Declercq explains these and even more dreadful complications in good style, passing over Victorius of Aquitaine in order to deal with his main theme: Dionysius Exiguus. The contribution of that Scythian canonist in the Roman curia has been explained well by C.W. Jones (1939, 1943) and W.M. Stevens (1993, 1995), but Declercq's work discusses more fully two "eras" which come into play: Alexandrian and Byzantine. He presents the Alexandrian system as "remarkably coherent", adding that "The same cannot however be said of the Roman system". (57)

It is too simple however to say that there was only a single "Roman system", for the skimpy data of tables and practices which survive from Carthage, Rome, Ravenna, and Milan do not cohere enough to be one system or even to have ever been variants of a single system. Too many people in too many places were working at these questions, and their tables and proposals differed from each other. Declercq points out that Easter Sunday could not fall before 15 Nisan in Rome, and he also says that "the church of Rome refused, until the middle of the fifth century, to go beyond 21 April". There is evidence however of both earlier and later celebrations of Easter in Rome. Behind his statement about a late date for Easter Sunday are the letters of Leo, bishop of Rome, asking about the Alexandrian practice which would allow Easter Sunday to be celebrated as late as 25 April. Actually, they expected 24 April in A.D. 455, and that would have been rather inconvenient where pagan festivities for the founding of the City (21-25 April) would overlap and interfere with a peaceful Christian Holy Week during 17-24 April. But there was no refusal. Rather, Bishop Leo accepted instruction from Alexandria in an ecumenical spirit, perhaps recognising also that outside the city of Rome, neither 25 nor other Easter Sundays on 21 to24 April would seriously bother any of the churches. Nevertheless, mathematicians were found to study these matters in the West.

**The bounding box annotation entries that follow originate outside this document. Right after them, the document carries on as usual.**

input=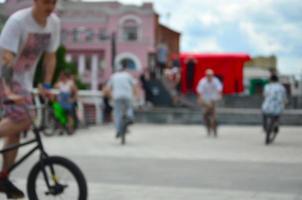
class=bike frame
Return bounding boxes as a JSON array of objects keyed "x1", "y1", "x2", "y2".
[{"x1": 0, "y1": 104, "x2": 56, "y2": 188}]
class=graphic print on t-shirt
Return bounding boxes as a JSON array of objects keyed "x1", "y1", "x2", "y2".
[{"x1": 15, "y1": 33, "x2": 51, "y2": 72}]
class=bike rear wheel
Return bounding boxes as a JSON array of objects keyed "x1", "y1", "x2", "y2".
[{"x1": 27, "y1": 156, "x2": 88, "y2": 200}]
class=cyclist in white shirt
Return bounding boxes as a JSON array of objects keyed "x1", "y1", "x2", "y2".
[
  {"x1": 197, "y1": 69, "x2": 223, "y2": 137},
  {"x1": 0, "y1": 0, "x2": 60, "y2": 198}
]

The fourth chapter of this book focuses upon the Easter Table of Dionysius Exiguus which places the Incarnation, specifically the Birth of Jesus, at the head of a longer series of years to be counted of course from Year One. It was this Dionysian data table which guided the Bedan time-series. With adjustments by Bede, it gradually displaced Roman systems, both Julian and papal, made other royal or imperial systems passe, and gradually overrode most other local practices to become in our time the Common Era of most of the world. It was also this Dionysian data table to which later historically-minded and mathematically-careful Christian schoolmasters reacted, leading to the changes we call the Gregorian Calendar of 1583. Did Dionysius err, as the scholars argued?

Declercq carries this discussion forward along interesting paths that I shall not recount further. He emphasises that Dionysius' concern was not for historical accuracy but for quite different considerations. It is a well written tale and provides access to information which has not been easy to find but by anyone using historical documents. Libraries need this book.

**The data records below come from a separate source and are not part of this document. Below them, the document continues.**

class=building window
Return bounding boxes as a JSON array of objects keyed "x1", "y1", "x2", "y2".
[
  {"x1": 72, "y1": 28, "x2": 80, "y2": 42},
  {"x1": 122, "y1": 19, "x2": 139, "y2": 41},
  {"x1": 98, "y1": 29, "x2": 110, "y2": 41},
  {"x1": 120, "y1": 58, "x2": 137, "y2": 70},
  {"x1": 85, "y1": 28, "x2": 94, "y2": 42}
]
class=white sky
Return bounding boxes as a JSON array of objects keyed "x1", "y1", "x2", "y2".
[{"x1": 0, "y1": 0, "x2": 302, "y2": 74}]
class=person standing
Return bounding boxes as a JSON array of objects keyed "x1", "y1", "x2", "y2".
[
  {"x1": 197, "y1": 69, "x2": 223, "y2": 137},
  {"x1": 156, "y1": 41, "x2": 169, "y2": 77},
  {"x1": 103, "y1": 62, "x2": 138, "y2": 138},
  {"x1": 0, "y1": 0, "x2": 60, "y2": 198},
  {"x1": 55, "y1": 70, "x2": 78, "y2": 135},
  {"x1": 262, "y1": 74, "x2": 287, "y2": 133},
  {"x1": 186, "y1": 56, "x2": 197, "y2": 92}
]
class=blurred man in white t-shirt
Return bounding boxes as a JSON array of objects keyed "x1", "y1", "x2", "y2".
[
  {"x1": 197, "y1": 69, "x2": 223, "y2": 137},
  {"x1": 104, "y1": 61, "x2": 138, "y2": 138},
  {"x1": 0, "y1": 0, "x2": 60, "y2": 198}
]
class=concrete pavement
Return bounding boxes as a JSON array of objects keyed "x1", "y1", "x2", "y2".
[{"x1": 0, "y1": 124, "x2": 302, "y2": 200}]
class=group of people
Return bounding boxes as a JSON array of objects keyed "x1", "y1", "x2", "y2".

Jews and Arabs may agree that a time-series so unavoidable may fairly be used in terms of the abbreviations CE and BCE, rather than AD and BC, thus avoiding any religious implications of Christian terminology. Historians of any faith nevertheless are stuck with one fact of the matter: however weird it seems and however uncertain the earliest evidence, the Common Era begins with the Incarnation. So be it.